Noch hoffen die Bosse

Natürlich haben der Manager und der Vorstandschef Ahnung vom Fußball. Und ja: Die Bayern können alles noch gewinnen - Meisterschaft, Champions League, DFB-Pokal, alles ist noch möglich. Theoretisch. Die Realität sieht etwas anders aus. In der Bundesliga ist man Fünfter und die gezeigten Leistungen zeigen keinen Aufwärtstrend. In der Champions League warten spätestens ab dem Halbfinale fast unschlagbare Hochkaräter und Bayer Leverkusen ist im DFB-Pokal ein schwerer Gegner mit hoher Qualität.

Hoeneß und Rummenigge schützen ihrer Trainer und glauben an die Erfüllung ihrer Ziele. Sie müssen, denn Klinsmann wirkt angeschlagen und benötigt Rückendeckung. Denn er ist keiner, der geliebt wird, man hält es aus mit ihm, mehr nicht. Er lebt von den Erfolgen, denn seine Maßnahmen sind nicht populär, sein Stil gewöhnungsbedürftig. Es ist einfach zu viel schief gelaufen, seit er das Bayern-Zepter schwingt.

Beckenbauer redet Klartext

Das findet auch Franz Beckenbauer. Der Bayern-Aufsichtsratboss will Erfolge sehen und hat die Nase voll vom Gehangel von einem Spiel zum nächsten. Erst jüngst polterte er: "Was mir so langsam aufstößt, ist, dass man bei uns immer noch nicht der Meinung ist, es wird höchste Zeit, höchste Eisenbahn." Klarer geht's nicht. Es war bei den Bayern doch schon immer so: Gegenwart frisst Zukunft.

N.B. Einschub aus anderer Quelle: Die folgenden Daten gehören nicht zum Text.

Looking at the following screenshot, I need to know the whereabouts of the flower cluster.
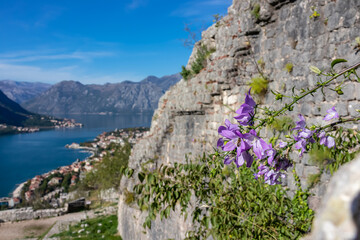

Und deshalb befindet sich Klinsmann in einem Becken mit tausend Strömungen. Er will seine Spieler "Tag für ein Tag ein Stück weit besser machen". Nur: Die Tage gehen ihm aus. Angetreten ist er mit einem großen Sack voller Ideen, Visionen und Projekte, geblieben ist bis zum heutigen Tage nur der Druck, endlich regelmäßig Siege einzufahren. Fünfter in der Liga, das haben nicht viele Bayern-Trainer überlebt.

Null Bonus

Kaum auszudenken, was passiert, wenn Bayer Leverkusen die Bayern im DFB-Pokal demontiert. Was nicht unmöglich scheint, denn zum einen fehlen die indisponierten Luca Toni und Lahm. Zum anderen braucht der kriselnde Gegner ebenfalls Erfolge. "Wir sind eine agierende Mannschaft, und das sollten wir auch weiter tun", gibt Bayer-Trainer Bruno Labbadia die Marschroute vor.

Klinsmann spricht von einem "Alles-oder-Nichts-Spiel". Verliert er es, werden vermutlich auch Hoeneß und Rummenigge ihre Zuversicht verlieren. Konsequenzen nicht ausgeschlossen.